Steps of construction:

1. Taking three points P, Q and R on the circle.
2. Join PQ and QR.
3. Draw MQ and NS, respectively the perpendicular bisectors of PQ and RQ, which intersect each other at O.

Hence, O is the centre of the circle.

Q3 ) If two circles intersect at two points, prove that their centres lie on the perpendicular bisector of the common chord.

Answer :

Given:
Two circles with centres O and O' intersect at two points M and N so that MN is the common chord of the two circles and OO' is the line segment joining the centres of the two circles. Let OO’ intersect MN at P.

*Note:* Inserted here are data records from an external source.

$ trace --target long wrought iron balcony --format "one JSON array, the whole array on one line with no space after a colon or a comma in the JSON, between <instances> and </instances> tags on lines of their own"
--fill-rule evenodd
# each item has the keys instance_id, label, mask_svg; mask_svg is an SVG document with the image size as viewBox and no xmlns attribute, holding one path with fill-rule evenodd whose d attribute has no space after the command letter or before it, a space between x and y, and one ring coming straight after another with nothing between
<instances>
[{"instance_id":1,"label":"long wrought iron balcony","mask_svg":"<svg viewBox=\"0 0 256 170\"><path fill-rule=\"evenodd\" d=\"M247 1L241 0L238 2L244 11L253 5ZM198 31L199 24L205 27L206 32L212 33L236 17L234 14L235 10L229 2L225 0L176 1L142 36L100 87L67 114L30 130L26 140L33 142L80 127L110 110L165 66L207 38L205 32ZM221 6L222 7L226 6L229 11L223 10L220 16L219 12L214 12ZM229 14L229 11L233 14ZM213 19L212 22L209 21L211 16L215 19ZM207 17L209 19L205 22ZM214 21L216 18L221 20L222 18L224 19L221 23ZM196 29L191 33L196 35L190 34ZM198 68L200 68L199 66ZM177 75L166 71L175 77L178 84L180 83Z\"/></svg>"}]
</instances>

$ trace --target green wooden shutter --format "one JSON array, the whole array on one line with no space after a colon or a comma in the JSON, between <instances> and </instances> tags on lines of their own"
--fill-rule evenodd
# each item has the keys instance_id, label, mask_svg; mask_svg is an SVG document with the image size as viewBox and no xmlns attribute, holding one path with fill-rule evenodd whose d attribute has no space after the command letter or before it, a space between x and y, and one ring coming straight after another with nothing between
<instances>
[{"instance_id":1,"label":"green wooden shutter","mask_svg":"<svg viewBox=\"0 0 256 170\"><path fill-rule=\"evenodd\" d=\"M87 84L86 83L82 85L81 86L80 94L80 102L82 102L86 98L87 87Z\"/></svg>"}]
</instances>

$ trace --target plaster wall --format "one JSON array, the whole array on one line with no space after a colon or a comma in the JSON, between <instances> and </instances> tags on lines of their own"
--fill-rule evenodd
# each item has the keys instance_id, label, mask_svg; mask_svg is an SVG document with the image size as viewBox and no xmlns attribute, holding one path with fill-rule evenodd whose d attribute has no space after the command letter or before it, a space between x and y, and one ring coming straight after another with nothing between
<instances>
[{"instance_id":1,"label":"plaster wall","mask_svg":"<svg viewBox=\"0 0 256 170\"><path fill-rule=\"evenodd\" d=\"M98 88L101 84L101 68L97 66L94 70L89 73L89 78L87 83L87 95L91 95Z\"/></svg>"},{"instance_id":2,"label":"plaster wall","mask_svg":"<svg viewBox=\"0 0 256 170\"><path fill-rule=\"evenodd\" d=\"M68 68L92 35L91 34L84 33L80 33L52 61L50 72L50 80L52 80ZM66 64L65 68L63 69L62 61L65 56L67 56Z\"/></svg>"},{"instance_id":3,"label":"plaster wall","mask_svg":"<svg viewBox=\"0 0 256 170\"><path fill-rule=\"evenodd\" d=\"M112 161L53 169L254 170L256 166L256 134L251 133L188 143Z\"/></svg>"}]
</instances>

To prove: OO' is the perpendicular bisector of MN.

Construction:
Draw line segments OM, ON, O'M and O'N.



Proof:
In \(\triangle{OMO'}\) and \(\triangle{ONO'}\), we have,

OM = ON ...(Radii of congruent circles)
O'M = O'N ...(Radii of congruent circles)
and OO' = O'O ...(Common)
By SSS criterion, we get,
\(\triangle{OMO'}\) \(\displaystyle \cong\) \(\triangle{ONO'}\)

Hence, \(\angle{MOO'}\) = \(\angle{NOO'}\) ...(By CPCT)
\(\therefore \) \(\angle{MOP}\) = \(\angle{NOP}\) ...(i)(\(\because \) \(\angle{MOO'}\) = \(\angle{MOP}\), \(\angle{NOO'}\) = \(\angle{NOP}\))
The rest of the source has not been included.